As we can see our task tends to overpredict the `Customer` label while it underpredicts `Infrastructure`, `CEO Office` and `Product`.

We can get even more insight into the classification behaviour of our task by analysing its cross-matrix. From the off-diagonal cells in the cross-matrix we can see the explicit misslabeling for each class. This helps us to see if a specific class is frequently misslabeld as a particular other class. 

In [None]:
confusion_matrix = aggregation_overview_with_extended.statistics.confusion_matrix

data = []
for (predicted_label, expected_label), count in confusion_matrix.items():
    data.append(
        {
            "Expected Label": expected_label,
            "Predicted Label": predicted_label,
            "Count": count,
        }
    )

df = pandas.DataFrame(data)
df = df.pivot(index="Expected Label", columns="Predicted Label", values="Count")
df = df.fillna(0)
df = df.reindex(
    index=labels, columns=labels, fill_value=0
)  # this will add any labels that were neither expected nor predicted
df = df.style.background_gradient(cmap="grey", vmin=df.min().min(), vmax=df.max().max())
df = df.format("{:.0f}")
df

In our case we can see that the bias towards the `Customer` class does not come at the cost of one particular other class, but is caused by a more general mislabeling. 

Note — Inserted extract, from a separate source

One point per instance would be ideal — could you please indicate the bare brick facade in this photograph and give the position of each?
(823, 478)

As you can see there is plenty of room for further improvements of our classification task. 

Notice, for instance, that so far we did not tell our classification task what each class means.

The model had to 'guess' what we mean by each class purely from the given labels. In order to tackle this issue you could use the `PromptBasedClassifyWithDefinitions` task. This task allows you to also provide a short description for each class.

Feel free to further play around and improve our classification example.